Interview : C’est quoi un film de Tobias Lindholm ?

Avec R et HIJACKING, il s’était imposé comme l’un des jeunes auteurs européens les plus prometteurs. Ce qu’il confirme aujourd’hui avec le brillant et poignant A WAR. Le naturalisme comme credo, les personnages en guerre, l’influence du Dogme: il décrypte avec nous son style, qu’il a également mis au service de la série BORGEN ou de scripts pour d’autres cinéastes, dont Thomas Vinterberg.

 

AWar-PosterFaire A WAR à ce moment de votre vie et de votre carrière avait-il un sens particulier ?
Pas vraiment… Depuis l’école de cinéma – cette époque où je regardais les grands films de guerre américains des 70’s ou d’autres comme LA BATAILLE D’ALGER –, je savais que quelque chose dans ce genre m’émouvait et que je voudrais un jour m’y essayer.

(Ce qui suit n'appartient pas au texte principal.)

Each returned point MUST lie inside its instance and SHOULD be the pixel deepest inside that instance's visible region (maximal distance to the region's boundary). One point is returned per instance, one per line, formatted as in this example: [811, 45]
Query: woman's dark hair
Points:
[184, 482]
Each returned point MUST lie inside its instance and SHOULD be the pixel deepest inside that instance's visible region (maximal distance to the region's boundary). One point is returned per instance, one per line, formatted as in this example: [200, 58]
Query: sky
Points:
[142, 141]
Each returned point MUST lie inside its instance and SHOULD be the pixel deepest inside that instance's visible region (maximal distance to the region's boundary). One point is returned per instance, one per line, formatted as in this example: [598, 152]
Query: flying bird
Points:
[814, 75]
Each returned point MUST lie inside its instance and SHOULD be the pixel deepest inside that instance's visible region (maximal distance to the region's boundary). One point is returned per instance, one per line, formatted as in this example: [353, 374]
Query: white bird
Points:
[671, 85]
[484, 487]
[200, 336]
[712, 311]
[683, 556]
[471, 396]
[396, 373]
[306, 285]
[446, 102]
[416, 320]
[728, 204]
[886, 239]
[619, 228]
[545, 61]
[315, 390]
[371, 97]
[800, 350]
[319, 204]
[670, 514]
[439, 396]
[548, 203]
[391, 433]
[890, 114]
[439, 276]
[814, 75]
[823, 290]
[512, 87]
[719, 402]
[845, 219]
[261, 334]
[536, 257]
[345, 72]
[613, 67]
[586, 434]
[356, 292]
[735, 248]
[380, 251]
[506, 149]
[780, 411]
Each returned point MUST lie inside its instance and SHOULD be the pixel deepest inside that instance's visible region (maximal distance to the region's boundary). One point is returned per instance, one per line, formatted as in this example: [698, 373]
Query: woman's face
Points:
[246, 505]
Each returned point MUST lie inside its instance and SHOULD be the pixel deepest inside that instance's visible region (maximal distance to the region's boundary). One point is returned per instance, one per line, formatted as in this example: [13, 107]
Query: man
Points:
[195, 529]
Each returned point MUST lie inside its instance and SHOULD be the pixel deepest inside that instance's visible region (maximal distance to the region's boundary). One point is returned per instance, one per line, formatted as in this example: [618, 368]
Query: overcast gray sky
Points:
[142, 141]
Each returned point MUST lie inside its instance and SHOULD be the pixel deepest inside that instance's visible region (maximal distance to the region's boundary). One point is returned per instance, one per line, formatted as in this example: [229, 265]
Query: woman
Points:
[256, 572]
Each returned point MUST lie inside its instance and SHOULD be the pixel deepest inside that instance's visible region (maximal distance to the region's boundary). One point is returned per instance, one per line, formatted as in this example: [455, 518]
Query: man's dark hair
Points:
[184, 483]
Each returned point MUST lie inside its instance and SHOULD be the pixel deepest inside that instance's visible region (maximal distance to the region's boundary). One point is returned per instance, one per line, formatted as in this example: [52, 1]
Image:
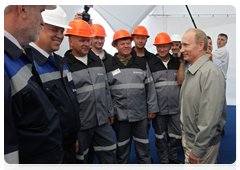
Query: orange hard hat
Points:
[121, 34]
[79, 28]
[140, 30]
[98, 30]
[162, 38]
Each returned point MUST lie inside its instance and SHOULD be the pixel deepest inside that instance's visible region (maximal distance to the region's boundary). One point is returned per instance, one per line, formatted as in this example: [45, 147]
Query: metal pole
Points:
[191, 16]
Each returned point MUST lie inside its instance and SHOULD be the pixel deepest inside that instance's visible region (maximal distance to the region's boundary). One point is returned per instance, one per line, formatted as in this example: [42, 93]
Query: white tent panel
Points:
[123, 16]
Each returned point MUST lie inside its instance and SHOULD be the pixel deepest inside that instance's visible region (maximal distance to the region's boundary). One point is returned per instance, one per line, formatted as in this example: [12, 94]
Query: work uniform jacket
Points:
[106, 56]
[147, 55]
[92, 90]
[165, 80]
[57, 83]
[132, 88]
[32, 133]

Mais je ne savais pas comment faire, car la plupart des films de guerre traitent de la déshumanisation. J’avais le sentiment qu’on avait vu cette histoire trop souvent. Et puis, en 2012, j’ai lu l’interview d’un soldat danois qui disait ne pas avoir peur de se faire tuer en Afghanistan mais de se faire poursuivre en justice à son retour. C’était un angle totalement inédit et j’ai su immédiatement que cela pouvait être la voie à prendre.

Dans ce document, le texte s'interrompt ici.